Crime Library: Criminal Minds and Methods

THE BLACK DONNELLYS: CANADA'S TRAGIC ROUSTABOUTS

Setting the Scene

"You're welcome, Mick, to foreign lands,
Where'er the Celt may roam,
Your caubeen, pipe and blackthorn
Shall find a cozy home."

Rev. James Keegan, You're Welcome, Mick McQuaid

What became known, as "the Donnelly Massacre" was the culmination of a 30-odd years feud between one Irish immigrant family and their Irish immigrant neighbors. It reeks of obsessive pride and prejudice. It is a landmark example of an ancient and bitter religious opposition in one country spreading thousands of miles across an ocean to affect human lives in another.
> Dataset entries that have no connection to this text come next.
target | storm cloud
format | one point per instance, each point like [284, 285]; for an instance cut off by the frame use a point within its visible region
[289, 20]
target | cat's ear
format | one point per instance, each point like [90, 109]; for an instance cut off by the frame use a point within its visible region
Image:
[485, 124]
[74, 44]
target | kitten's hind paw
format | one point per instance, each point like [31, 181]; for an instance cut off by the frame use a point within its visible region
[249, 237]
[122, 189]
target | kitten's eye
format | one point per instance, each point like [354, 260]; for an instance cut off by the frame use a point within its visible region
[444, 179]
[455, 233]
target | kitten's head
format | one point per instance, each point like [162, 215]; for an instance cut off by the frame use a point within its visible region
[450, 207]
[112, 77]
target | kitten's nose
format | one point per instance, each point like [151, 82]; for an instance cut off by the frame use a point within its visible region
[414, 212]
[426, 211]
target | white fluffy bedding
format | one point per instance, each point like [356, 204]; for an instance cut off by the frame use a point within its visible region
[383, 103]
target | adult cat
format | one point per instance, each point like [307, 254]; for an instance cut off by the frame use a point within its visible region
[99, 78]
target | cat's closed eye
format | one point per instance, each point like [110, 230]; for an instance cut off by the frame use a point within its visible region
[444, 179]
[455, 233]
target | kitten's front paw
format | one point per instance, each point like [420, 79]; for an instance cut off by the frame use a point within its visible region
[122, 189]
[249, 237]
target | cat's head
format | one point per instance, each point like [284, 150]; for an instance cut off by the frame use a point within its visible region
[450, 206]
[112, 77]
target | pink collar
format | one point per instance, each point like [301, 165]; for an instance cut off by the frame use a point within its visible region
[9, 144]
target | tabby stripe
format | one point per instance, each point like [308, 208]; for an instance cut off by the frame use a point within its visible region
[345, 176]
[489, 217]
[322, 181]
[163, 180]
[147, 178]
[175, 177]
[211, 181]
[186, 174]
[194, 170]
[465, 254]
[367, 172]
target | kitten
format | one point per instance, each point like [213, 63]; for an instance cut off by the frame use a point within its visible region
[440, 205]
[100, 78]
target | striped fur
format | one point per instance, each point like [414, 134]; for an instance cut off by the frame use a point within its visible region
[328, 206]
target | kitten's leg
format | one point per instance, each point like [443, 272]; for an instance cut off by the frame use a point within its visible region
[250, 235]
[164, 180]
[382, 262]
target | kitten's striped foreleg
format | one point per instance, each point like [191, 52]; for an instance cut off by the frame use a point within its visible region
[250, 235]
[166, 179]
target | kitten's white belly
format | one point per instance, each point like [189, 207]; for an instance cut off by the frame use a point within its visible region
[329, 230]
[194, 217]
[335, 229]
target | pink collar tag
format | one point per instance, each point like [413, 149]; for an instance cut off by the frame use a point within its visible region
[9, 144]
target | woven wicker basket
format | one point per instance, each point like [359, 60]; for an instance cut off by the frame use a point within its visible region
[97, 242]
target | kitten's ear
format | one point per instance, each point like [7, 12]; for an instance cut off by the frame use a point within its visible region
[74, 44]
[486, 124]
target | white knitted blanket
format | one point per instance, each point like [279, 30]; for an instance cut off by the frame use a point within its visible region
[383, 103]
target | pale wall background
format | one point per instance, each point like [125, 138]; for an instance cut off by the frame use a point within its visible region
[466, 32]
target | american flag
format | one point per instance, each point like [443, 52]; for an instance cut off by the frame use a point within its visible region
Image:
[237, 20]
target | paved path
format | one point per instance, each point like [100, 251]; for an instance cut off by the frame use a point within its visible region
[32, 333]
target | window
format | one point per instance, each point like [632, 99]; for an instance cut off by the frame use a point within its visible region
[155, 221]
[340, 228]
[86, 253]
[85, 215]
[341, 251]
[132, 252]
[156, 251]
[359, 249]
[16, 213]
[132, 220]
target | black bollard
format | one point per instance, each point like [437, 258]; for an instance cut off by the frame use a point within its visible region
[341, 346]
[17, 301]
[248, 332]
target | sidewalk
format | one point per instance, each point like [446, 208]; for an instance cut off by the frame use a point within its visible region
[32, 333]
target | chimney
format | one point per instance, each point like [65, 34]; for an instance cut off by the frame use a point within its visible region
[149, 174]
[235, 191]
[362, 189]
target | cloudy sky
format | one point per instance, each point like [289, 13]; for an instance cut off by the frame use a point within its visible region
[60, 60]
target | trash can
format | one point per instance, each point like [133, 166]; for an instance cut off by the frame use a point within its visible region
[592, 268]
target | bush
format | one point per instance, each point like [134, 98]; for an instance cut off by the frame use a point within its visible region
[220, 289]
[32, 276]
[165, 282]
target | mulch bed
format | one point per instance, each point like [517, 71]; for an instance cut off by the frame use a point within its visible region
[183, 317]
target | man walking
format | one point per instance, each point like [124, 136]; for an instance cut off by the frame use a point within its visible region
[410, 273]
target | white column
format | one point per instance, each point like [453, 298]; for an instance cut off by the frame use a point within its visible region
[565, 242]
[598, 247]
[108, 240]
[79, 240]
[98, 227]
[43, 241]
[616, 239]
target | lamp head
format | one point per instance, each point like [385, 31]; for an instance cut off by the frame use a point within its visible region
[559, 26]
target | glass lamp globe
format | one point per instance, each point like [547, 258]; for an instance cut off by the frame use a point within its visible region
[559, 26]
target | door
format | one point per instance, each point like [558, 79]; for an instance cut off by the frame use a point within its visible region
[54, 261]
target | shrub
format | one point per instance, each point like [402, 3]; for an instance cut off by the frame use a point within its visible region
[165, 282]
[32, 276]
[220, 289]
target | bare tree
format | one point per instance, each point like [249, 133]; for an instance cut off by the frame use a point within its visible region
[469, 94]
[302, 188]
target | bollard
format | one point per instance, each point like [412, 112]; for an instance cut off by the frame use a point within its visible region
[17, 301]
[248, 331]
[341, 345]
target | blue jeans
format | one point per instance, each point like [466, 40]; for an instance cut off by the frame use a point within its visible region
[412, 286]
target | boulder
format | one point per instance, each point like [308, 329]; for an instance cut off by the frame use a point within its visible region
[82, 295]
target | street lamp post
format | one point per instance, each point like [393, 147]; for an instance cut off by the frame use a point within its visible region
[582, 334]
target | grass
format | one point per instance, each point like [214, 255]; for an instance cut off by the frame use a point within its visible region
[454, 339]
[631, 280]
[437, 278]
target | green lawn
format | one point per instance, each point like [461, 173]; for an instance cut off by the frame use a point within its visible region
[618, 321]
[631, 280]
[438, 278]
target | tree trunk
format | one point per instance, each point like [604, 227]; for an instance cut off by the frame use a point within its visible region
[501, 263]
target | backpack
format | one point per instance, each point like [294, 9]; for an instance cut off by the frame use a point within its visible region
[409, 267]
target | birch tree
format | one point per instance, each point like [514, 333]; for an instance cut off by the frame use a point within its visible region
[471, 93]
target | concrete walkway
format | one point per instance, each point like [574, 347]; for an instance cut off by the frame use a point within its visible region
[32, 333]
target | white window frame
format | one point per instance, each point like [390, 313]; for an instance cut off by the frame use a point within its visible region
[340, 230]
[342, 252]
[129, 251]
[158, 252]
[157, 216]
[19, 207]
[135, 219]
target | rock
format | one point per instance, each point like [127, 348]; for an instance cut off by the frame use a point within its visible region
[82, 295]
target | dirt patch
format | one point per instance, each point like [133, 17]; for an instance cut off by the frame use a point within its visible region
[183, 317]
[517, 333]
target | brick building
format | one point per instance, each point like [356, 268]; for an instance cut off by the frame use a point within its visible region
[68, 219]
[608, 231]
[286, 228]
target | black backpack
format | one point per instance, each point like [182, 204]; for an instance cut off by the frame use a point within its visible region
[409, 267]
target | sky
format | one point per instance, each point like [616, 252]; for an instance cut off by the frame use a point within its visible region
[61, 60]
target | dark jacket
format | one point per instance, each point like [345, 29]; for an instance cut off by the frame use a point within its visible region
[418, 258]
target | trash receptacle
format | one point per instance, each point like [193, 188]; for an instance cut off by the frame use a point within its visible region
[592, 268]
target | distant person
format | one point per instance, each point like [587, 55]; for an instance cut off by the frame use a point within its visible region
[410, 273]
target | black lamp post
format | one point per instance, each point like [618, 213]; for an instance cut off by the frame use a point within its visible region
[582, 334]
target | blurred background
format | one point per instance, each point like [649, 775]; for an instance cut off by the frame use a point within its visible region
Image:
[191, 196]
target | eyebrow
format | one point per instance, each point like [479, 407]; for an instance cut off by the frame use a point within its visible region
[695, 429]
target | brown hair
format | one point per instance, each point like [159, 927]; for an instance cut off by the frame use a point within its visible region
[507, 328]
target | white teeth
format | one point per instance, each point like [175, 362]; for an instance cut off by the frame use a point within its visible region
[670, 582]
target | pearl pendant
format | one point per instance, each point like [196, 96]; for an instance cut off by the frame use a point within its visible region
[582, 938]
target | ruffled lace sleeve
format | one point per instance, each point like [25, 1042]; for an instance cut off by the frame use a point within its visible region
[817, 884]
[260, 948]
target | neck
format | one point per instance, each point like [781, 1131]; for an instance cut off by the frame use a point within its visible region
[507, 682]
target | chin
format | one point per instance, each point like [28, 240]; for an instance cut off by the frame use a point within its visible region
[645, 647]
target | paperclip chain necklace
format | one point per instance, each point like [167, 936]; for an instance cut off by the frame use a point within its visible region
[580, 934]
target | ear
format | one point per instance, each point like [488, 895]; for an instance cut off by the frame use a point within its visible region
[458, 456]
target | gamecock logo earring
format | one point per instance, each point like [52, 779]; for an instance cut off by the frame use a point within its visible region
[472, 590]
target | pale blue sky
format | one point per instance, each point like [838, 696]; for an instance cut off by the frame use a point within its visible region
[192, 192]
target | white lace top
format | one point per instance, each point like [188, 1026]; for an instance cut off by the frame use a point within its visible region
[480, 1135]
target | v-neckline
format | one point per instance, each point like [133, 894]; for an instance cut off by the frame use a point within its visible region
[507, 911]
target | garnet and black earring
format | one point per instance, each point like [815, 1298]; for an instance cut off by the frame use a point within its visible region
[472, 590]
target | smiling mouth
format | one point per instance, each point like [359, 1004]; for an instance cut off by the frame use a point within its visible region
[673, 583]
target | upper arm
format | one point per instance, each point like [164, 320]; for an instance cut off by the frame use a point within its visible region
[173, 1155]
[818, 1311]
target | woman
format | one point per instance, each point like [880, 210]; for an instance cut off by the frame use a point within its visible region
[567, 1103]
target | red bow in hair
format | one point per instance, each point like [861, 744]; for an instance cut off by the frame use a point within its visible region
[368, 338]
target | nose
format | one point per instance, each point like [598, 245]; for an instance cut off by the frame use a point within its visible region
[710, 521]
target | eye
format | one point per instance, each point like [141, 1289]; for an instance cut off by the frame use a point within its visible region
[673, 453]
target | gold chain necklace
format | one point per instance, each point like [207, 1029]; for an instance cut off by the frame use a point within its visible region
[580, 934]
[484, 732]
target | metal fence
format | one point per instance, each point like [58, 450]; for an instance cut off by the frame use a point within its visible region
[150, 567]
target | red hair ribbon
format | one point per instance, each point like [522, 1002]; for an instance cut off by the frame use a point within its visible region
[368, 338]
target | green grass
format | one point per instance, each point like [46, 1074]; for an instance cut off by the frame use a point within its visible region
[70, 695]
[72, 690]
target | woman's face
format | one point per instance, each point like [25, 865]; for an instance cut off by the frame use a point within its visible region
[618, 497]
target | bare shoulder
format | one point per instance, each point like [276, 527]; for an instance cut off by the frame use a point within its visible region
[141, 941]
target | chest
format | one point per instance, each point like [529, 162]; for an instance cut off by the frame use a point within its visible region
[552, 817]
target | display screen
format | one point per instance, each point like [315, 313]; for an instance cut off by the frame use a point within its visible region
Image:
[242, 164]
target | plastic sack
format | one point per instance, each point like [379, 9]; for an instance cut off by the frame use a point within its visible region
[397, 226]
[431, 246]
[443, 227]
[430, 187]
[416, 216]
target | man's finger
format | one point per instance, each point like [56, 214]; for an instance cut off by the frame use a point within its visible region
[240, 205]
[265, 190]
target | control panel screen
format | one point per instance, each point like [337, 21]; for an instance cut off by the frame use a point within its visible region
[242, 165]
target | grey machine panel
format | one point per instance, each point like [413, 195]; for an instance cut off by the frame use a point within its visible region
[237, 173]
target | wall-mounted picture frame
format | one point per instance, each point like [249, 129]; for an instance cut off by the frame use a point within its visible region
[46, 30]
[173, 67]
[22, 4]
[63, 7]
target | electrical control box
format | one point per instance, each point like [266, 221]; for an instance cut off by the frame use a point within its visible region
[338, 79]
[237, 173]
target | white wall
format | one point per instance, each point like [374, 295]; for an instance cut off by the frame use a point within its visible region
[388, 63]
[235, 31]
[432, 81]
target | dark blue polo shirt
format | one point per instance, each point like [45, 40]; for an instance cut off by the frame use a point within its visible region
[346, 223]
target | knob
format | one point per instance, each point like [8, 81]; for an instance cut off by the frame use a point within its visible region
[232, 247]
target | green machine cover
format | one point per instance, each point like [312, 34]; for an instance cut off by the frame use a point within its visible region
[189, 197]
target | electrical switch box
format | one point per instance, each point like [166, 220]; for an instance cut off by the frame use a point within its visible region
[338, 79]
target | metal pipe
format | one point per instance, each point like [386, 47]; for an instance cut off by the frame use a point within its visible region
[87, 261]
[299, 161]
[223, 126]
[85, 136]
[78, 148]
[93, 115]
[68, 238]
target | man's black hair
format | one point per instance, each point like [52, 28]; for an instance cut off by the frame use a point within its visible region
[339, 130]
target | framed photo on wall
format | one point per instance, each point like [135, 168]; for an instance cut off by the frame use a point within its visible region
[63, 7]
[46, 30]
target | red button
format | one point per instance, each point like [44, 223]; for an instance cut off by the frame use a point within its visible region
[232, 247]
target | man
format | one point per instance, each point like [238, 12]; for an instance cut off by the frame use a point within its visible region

According to an article that appeared in the Toronto Globe the day immediately following the tragedy, "The Donnelly family, to a marked degree, bore quarrelsome characteristics when they were not fighting among their neighbors, they constantly fought among themselves." It is a description that supports that of Johannah Donnelly, matron of the sparring Gaelic clan that appears in Thomas P. Kelley's Vengeance of the Black Donnellys. In the book, Kelley quotes Johannah as saying, "From the time they could toddle, I taught my seven sons to be foin fist-and-club fighters. Sure, an' 'tis I who taught them how to gouge, bite off an ear and crack in a head with a club; showed them the best way to send a fast punch to the chin."

A local axiom at the time taught, "The farther one lives down Roman Line Road, the tougher one is. And the Donnellys live at the end of the road."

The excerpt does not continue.